Единственное правило, которое неукоснительно соблюдалось в отношении детей: только правда, никакой лжи и недомолвок. Им и так порядком досталось, не хватало еще разочароваться в людях, которым они только-только научились доверять.
— Жалко, — расстроилась Машка. — Он хороший.
Детей несложно подкупить, но Вика не нашлась, чем возразить — он действительно вел себя идеально. Наверное, в том и секрет — таким он может быть лишь раз в жизни. И Вика свое время уже потратила.

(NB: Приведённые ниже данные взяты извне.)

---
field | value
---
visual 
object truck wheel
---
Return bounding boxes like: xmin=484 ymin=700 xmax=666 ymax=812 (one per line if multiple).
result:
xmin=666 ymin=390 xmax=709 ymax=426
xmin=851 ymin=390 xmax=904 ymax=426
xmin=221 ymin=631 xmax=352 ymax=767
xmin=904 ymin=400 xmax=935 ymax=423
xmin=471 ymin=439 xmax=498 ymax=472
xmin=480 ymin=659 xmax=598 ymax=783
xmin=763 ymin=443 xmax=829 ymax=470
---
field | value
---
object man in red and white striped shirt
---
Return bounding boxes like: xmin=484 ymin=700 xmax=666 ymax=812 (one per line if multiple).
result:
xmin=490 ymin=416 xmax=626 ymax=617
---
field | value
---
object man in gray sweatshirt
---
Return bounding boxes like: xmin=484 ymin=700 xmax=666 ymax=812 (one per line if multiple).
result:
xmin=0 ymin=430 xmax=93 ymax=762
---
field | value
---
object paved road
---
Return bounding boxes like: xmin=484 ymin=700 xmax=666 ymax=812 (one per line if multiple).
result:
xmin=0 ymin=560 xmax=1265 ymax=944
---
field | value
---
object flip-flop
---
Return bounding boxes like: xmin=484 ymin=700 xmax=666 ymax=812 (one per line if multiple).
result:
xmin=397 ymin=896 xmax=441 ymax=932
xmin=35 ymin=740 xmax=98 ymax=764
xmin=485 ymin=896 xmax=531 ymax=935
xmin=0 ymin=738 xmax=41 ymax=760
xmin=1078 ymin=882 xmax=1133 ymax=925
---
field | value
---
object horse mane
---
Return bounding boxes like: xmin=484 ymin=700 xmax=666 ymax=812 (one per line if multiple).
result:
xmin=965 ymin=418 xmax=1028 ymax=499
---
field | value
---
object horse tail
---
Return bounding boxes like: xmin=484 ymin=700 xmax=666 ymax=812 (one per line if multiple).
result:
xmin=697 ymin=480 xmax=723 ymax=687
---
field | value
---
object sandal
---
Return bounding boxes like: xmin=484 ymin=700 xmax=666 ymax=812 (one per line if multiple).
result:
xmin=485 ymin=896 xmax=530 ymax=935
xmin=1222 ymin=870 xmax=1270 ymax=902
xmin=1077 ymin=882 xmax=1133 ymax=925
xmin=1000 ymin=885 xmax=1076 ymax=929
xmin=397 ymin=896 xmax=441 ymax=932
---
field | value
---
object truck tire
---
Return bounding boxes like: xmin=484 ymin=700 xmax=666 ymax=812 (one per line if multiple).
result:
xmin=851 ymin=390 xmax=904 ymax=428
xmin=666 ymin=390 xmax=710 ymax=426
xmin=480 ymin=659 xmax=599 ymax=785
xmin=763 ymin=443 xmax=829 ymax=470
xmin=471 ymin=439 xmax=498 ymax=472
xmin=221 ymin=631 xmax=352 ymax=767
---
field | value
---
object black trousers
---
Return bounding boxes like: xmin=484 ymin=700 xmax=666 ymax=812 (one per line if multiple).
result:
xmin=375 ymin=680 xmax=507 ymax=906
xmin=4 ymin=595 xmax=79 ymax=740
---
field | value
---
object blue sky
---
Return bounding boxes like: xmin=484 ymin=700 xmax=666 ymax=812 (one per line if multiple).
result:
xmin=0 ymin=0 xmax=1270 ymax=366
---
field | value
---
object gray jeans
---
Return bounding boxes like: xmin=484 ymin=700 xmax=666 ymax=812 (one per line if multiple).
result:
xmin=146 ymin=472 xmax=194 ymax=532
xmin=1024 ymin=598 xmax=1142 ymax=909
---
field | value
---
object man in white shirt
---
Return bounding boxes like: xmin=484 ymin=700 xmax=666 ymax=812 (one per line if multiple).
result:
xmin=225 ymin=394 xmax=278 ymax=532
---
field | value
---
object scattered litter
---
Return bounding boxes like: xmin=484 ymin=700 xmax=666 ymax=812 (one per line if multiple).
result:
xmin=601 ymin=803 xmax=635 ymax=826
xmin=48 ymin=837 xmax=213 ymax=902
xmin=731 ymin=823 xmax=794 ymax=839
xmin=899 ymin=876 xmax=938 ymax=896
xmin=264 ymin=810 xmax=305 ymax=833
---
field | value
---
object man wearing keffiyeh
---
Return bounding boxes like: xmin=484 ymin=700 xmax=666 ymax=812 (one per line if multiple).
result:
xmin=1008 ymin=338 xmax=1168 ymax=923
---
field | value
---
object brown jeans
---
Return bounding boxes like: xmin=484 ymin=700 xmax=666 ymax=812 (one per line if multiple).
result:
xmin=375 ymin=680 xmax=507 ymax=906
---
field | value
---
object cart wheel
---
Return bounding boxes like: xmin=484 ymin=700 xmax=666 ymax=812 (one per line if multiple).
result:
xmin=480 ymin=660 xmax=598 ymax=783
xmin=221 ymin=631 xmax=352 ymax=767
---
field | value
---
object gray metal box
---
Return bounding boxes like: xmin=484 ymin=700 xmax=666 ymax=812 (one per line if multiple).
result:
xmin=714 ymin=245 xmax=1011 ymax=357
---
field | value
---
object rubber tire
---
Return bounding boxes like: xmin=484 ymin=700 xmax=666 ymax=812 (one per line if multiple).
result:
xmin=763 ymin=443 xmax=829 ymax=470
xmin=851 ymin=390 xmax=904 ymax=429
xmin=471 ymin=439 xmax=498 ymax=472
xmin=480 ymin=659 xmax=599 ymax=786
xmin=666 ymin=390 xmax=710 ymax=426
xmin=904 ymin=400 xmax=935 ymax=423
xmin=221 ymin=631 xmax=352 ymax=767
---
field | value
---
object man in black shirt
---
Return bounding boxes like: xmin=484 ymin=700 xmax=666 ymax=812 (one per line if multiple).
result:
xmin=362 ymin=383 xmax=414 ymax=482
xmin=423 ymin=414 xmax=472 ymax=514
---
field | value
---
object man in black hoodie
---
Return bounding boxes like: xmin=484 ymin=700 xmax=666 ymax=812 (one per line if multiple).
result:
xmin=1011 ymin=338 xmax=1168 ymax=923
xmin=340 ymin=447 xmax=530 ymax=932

Машка незаметно задремала, желейная тишина стала почти твердой. Вика чувствовала, как горят веки и как ноздри раскалились от обычного дыхания. Ей вспомнилось, как она опозорилась днем, какие молнии метала в нее Танечка и как Макс поощрял свою секретаршу улыбками. Сверху донесся крик и звон стекла. Рокот материнских угроз и пронзительный визг настоящей боли. Вика приподнялась над подушкой, но тут дверь снова распахнулась и влетел Федя. Он едва успел щелкнуть замком, прежде чем с обратной стороны посыпался град ударов и возмущенный вопль матери:
— Бессовестный! Сестре плохо, а он один лечь спать не может раз в жизни!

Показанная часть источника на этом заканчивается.